2. ^†Department of Pathology, Massachusetts General Hospital, Boston, Massachusetts, U.S.A.

Correspondence: Dr Lisa H. Lerner, Warren 820, Department of Pathology, Massachusetts General Hospital, Fruit Street, Boston, MA 02114, U.S.A. Email: llerner@partners.org

Received 15 March 1999; Revised 1 October 1999; Accepted 7 October 1999.

Abstract

Toxic epidermal necrolysis and Stevens–Johnson syndrome are severe cutaneous drug reactions of unknown mechanism. Nitric oxide can cause apoptosis and necrosis. The inducible form of nitric oxide synthase generates large amounts of nitric oxide and has been described in human skin. We propose that a large burst of nitric oxide in toxic epidermal necrolysis and Stevens–Johnson syndrome may cause the epidermal apoptosis and necrosis. Skin biopsies were taken from seven patients with actively progressing Stevens–Johnson syndrome or toxic epidermal necrolysis.
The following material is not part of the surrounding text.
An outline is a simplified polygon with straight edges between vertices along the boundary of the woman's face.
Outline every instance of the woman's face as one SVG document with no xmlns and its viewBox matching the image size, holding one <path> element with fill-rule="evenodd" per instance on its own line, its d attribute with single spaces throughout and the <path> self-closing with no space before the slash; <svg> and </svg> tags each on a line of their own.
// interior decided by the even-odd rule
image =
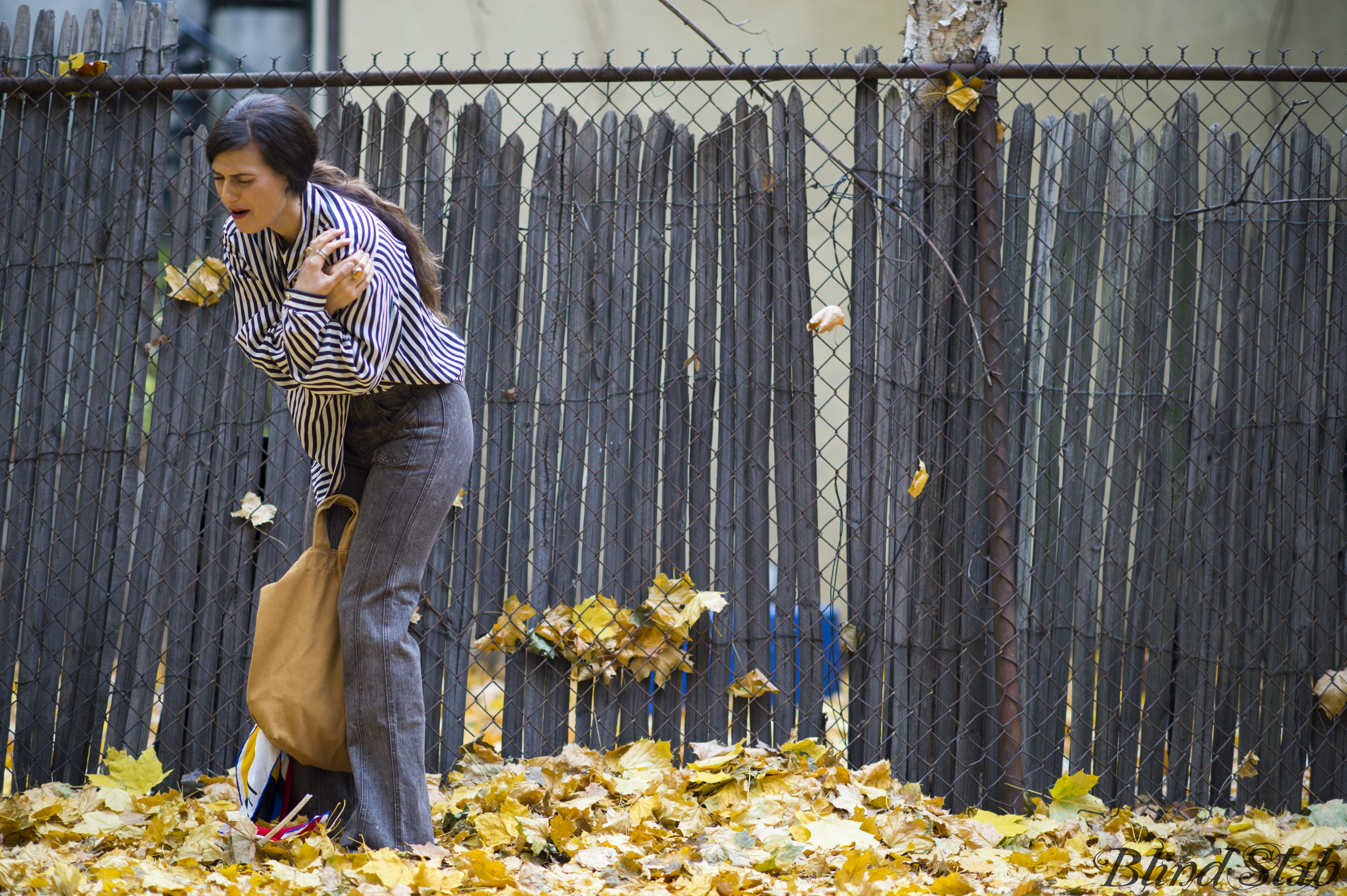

Expression of inducible nitric oxide synthase was examined by reverse transcription–polymerase chain reaction and by immunoperoxidase staining for inducible nitric oxide synthase protein. Messenger RNA for inducible nitric oxide synthase was detected by reverse transcription–polymerase chain reaction and confirmed by the sequencing of polymerase chain reaction products. Strong staining for inducible nitric oxide synthase was observed in inflammatory cells in the lower epidermis and upper dermis. Diffuse, weaker staining was observed in keratinocytes. Expression of inducible nitric oxide synthase is consistent with the hypothesis that nitric oxide mediates the epidermal necrosis in toxic epidermal necrolysis and provides a potential target for therapeutic intervention.